If we don't launch link preview we could (and should) continue to move hovercards along as they do not hijack the link and have rave qualitative reviews. This might still represent enough work to see us through the rest of the quarter, but I am not sure if you have what you need lined up. How do you folks feel about it?
*Added to sprint board since planning:*
1. This bug, if it is valid, will prevent us from gathering data from our surveys until it is fixed: https://phabricator.wikimedia.org/T119152 2. Added another story to account for the 2 surveys that we hope to run next week before the fundraiser block: https://phabricator.wikimedia.org/T119267 3. Might not make it: 1. After Toby and I met with community members yesterday, he is making the executive decision that we should get rid of the special user profile to appease our contributors: https://phabricator.wikimedia.org/T85929. I think we have stalled long enough, but I think we should only remove it if a user doesn't already have a page.
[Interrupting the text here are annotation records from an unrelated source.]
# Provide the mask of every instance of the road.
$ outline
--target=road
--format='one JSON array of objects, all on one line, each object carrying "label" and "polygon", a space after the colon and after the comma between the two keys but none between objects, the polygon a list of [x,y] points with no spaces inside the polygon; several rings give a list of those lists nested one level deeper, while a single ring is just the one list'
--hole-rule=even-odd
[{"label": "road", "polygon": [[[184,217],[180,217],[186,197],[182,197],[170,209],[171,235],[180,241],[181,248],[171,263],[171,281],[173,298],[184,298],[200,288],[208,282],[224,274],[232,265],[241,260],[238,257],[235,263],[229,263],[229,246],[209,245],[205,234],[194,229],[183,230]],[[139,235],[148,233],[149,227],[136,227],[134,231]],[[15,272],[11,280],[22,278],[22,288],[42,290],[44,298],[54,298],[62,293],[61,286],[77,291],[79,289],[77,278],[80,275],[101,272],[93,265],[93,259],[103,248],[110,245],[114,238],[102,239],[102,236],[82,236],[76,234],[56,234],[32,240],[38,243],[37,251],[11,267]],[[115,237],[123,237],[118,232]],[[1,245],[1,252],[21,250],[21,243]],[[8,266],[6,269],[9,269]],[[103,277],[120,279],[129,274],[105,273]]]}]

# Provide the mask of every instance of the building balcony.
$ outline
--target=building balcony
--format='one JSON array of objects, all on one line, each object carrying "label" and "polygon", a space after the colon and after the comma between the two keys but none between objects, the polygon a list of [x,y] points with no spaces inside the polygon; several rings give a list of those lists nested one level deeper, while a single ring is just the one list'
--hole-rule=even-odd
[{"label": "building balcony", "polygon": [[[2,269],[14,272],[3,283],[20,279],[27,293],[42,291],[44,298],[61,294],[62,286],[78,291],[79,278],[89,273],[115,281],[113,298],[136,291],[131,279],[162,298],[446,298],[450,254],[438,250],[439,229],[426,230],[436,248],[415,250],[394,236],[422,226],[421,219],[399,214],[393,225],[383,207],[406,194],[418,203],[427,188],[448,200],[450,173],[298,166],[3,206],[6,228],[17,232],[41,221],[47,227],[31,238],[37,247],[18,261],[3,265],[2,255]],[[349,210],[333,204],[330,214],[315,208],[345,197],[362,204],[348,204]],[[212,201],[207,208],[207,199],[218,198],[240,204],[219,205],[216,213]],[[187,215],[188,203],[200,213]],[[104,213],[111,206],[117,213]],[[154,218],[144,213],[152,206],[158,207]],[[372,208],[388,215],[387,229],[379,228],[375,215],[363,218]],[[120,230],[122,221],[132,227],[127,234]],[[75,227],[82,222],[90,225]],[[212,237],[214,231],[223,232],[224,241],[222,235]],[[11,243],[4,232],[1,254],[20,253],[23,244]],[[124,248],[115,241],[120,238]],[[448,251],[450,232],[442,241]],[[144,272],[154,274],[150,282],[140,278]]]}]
Otherwise a new user who clicks on their user name gets taken to a blank edit screen. If a user doesn't have a page, we should add a message to specialuserprofile saying --click here to create your own user profile. A CTA on the link click could also work. Nirzar can you jump on this?
-J
We made the call not to work on link preview on the mobile web (or hovercards on desktop web [1]) in the remainder of Q2 based on our earlier analysis. I am tempted to say that this secondary analysis justifies implementing link preview on the web, but think it is at least worth a discussion for mobile web, due to the potential trade-off. Do we try again in Q3? I know Florian is already doing a great deal of the work.
I'm interested in doing it as part of the speed arena. In addition to the apparent lift with the other metric, for users who don't go to the next page, it saves a lot of bandwidth and is very fast. There is the drawback that some users may really hate it even when most users appreciate it (even if unknowingly) - it seems like an obvious opt out could address that case.